Night Games (Saturday, February 14 only)
IndieCade East’s annual party fills the Museum’s spaces with social, physical, performative, and persistent games late into the evening. From large projections to improvisational theater games, Night Games turns the Museum into one big indie arcade.
eSports Showcase
Play new competitive games or cheer along as commentators narrate the exciting action. Tournaments all weekend long will crown champions of the indie videosports of tomorrow.
Show and Tell Lounge
Be the first to see brand new games in development and share your feedback with their creators as you learn about their processes and inspirations. Or sign up to present your own game and put it in front of hundreds of eager players (Saturday and Sunday only).
Exhibitor Showcase
Play new independent titles made for the Sony PlayStation 4, Vita and the Nintendo Wii U; experiment with some of Facebook’s recent releases; try new games coming out of independent studio JunkLatch, Long Island University, and the NYU Game Center.
Order IndieCade East Passes:
Day Pass (Sat., Feb. 14, includes access to Night Games, 7:00–10:00 p.m.): $55 ($45 students/seniors/Museum members at the Film Lover level and above).
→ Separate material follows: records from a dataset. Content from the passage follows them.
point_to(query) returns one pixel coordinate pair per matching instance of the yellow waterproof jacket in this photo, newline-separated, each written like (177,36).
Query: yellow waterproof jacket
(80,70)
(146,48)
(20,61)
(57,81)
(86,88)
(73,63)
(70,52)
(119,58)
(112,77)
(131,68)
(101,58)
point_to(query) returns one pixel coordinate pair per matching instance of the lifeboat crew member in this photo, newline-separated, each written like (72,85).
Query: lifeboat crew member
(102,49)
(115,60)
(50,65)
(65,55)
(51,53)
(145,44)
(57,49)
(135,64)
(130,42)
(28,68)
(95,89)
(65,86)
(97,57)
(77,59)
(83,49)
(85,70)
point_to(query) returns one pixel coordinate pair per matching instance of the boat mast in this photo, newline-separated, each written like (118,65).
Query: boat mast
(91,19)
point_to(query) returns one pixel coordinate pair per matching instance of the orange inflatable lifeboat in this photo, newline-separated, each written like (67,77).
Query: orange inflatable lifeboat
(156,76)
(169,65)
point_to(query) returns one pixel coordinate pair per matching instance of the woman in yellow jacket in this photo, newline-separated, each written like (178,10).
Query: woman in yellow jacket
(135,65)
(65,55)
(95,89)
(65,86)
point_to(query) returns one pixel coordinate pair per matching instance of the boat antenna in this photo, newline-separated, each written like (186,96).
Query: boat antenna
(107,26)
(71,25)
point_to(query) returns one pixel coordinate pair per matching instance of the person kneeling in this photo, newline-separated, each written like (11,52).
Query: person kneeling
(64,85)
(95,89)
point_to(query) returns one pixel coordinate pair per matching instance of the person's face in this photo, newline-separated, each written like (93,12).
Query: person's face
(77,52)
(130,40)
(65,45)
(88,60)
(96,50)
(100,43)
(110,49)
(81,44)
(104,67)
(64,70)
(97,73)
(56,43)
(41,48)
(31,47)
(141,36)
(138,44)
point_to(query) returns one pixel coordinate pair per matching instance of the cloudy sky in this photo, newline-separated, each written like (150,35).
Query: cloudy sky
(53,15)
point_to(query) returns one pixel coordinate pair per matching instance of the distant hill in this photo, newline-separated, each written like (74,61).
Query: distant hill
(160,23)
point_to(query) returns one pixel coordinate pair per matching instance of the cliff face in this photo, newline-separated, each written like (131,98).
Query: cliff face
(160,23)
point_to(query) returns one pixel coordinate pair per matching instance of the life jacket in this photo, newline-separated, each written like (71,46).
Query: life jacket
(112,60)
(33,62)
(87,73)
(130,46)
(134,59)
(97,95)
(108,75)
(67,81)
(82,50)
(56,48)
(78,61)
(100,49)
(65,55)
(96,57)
Saturday day passes are no longer available for advance purchase online, but are available at the Museum’s admissions desk while supplies last.
Full Festival Pass (Friday–Sunday access): $125 ($100 students/seniors/Museum members at the Film Lover level and above)
IndieCade East scheduled talks and workshops have limited capacity and are filled on a first-come, first-served basis. Pass holders are not guaranteed admission to all programs.